Let it cool and moisten with clean or potable water before introducing it into the container.

Use sticks

In containers where you cannot manipulate with your hands, you can use sticks.

Arrange the potting medium with a mound slightly pressed to make it stable about two inches more or less thick depending upon the size of your container.

Then introduce the plants one by one. See to it that your plants are all established, meaning already rooted, and well cleaned and dry.

As soon as you drop the plants, push with a stick the basal part with the roots into the soil. Slowly, it will stand up and carefully cover the roots with soil. This needs dexterity.

You have to do it slowly with patience. Estimate the number of plants you use, trying not to overcrowd.

Finally, cover the soil with carpet moss and some pebbles for effect.

Some of the plants appropriate for terrariums are the Dracaena sanderiana, Dracaena godseffiana (florida beauty, gold dust or milky way), mundo grass, episcia, rattan seedlings, miniature ti plants, miniature ferns, miniature syngoiums, crypthantus and miniature papuas.

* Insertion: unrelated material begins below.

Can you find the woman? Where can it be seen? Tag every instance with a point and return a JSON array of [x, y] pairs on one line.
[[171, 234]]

Apply potable water on the soil, just enough to penetrate all over the potting medium. Once the bottle is covered, you do not need to water again.

There will be self-watering because the moisture that evaporates will gather at the sides of the bottle and will fall again back to the soil.

But it is recommended that your terrarium should be provided with sufficient light?with a 20-watt electric bulb?for at least 15 hours every day without fail. This will make your plants grow for years even without watering at all provided your bottle is well covered preventing the moisture to escape.